Implementation:Google deepmind Mujoco Engine Util Sparse AVX
| Knowledge Sources | |
|---|---|
| Domains | Physics Simulation, SIMD Optimization, Sparse Linear Algebra |
| Last Updated | 2026-02-15 04:00 GMT |
Overview
Header-only AVX (Advanced Vector Extensions) SIMD implementations of performance-critical sparse operations for MuJoCo, providing 4-wide double-precision vectorized computation.
Description
This header provides AVX-optimized implementations of sparse linear algebra operations that are conditionally compiled when mjUSEPLATFORMSIMD is defined and the __AVX__ compiler flag is present (double precision only).
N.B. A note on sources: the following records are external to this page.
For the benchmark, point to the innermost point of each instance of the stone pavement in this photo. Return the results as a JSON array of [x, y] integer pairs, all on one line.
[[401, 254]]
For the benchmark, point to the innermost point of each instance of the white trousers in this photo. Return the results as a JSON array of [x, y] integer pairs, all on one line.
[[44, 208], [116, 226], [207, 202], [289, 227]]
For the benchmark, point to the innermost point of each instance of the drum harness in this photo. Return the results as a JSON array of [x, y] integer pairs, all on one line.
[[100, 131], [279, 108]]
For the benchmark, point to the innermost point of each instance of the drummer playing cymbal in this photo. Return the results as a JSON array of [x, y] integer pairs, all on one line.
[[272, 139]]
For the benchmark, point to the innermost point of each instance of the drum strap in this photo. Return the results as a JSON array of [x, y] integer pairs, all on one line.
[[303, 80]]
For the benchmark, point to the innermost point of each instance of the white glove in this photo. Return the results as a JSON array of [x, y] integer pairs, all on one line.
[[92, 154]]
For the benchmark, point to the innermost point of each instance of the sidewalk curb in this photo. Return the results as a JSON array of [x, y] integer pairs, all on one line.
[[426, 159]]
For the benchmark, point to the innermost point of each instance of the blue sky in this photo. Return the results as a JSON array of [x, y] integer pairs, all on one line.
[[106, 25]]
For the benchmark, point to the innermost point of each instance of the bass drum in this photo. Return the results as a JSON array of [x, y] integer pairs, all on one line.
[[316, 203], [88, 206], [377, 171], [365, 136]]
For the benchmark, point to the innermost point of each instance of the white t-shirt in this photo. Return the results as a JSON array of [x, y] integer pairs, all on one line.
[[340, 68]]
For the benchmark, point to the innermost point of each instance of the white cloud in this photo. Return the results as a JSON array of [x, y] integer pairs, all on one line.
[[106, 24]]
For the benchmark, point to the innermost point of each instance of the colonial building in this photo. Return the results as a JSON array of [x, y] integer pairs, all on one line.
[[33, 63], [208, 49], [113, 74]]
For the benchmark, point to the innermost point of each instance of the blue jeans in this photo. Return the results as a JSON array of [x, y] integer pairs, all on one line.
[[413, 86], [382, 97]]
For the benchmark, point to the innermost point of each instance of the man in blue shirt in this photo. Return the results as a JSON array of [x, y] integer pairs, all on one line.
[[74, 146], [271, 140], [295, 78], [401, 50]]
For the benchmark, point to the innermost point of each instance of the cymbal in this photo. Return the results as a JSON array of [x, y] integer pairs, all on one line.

The key functions are: mju_dotSparse_avx (sparse dot product using 256-bit AVX registers to process 4 doubles in parallel with manual gather from indexed elements, horizontal reduction via 128-bit extract and add), mju_dotSparseX3_avx (batched sparse dot product for 3 vectors simultaneously, reusing the gathered vec2 values across all three dot products for supernode optimization), mju_mulMatVecSparse_avx (sparse matrix-vector multiplication with supernode support, dispatching rows in blocks of 3 via dotSparseX3), mju_addToSclScl_avx (res = res*scl1 + vec*scl2 using vectorized multiply-add), and mju_compare_avx (integer vector comparison using SSE2 128-bit operations). Each function processes elements in chunks of 4 with a scalar tail loop for remaining elements.
Usage
These functions are called via compile-time dispatch from the non-AVX versions in engine_util_sparse.h and engine_util_sparse.c when the platform supports AVX instructions, transparently accelerating sparse operations throughout the solver pipeline.
Code Reference
Source Location
- Repository: Google_deepmind_Mujoco
- File: src/engine/engine_util_sparse_avx.h
- Lines: 1-292
Key Functions
// Sparse dot product with AVX (4-wide double)
static inline
mjtNum mju_dotSparse_avx(const mjtNum* vec1, const mjtNum* vec2,
int nnz1, const int* ind1);
// Batched sparse dot product for 3 vectors (supernode)
static inline
void mju_dotSparseX3_avx(mjtNum* res0, mjtNum* res1, mjtNum* res2,
const mjtNum* vec10, const mjtNum* vec11,
const mjtNum* vec12, const mjtNum* vec2,
int nnz1, const int* ind1);
// Sparse matrix-vector multiply with AVX and supernode support
static inline
void mju_mulMatVecSparse_avx(mjtNum* res, const mjtNum* mat, const mjtNum* vec,
int nr, const int* rownnz, const int* rowadr,
const int* colind, const int* rowsuper);
// Vectorized scaled addition: res = res*scl1 + vec*scl2
static inline
void mju_addToSclScl_avx(mjtNum* res, const mjtNum* vec,
mjtNum scl1, mjtNum scl2, int n);
// Integer vector comparison using SSE2
static inline
int mju_compare_avx(const int* vec1, const int* vec2, int n);
Import
#include "engine/engine_util_sparse_avx.h"
I/O Contract
Inputs
| Name | Type | Required | Description |
|---|---|---|---|
| vec1 | mjtNum* | Yes | Sparse vector values (contiguous, indexed by ind1) |
| vec2 | mjtNum* | Yes | Dense vector (indexed by ind1 for gather) |
| nnz1 | int | Yes | Number of non-zero elements in sparse vector |
| ind1 | int* | Yes | Indices of non-zero elements |
| mat | mjtNum* | Yes | Sparse matrix values in CSR format |
| rowsuper | int* | No | Supernode sizes for batched row processing |
Outputs
| Name | Type | Description |
|---|---|---|
| return value | mjtNum | Dot product result (for dotSparse_avx) |
| res0, res1, res2 | mjtNum* | Three dot product results (for dotSparseX3_avx) |
| res | mjtNum* | Result vector for matrix-vector multiply or scaled addition |
| return value (compare) | int | 1 if vectors equal, 0 otherwise |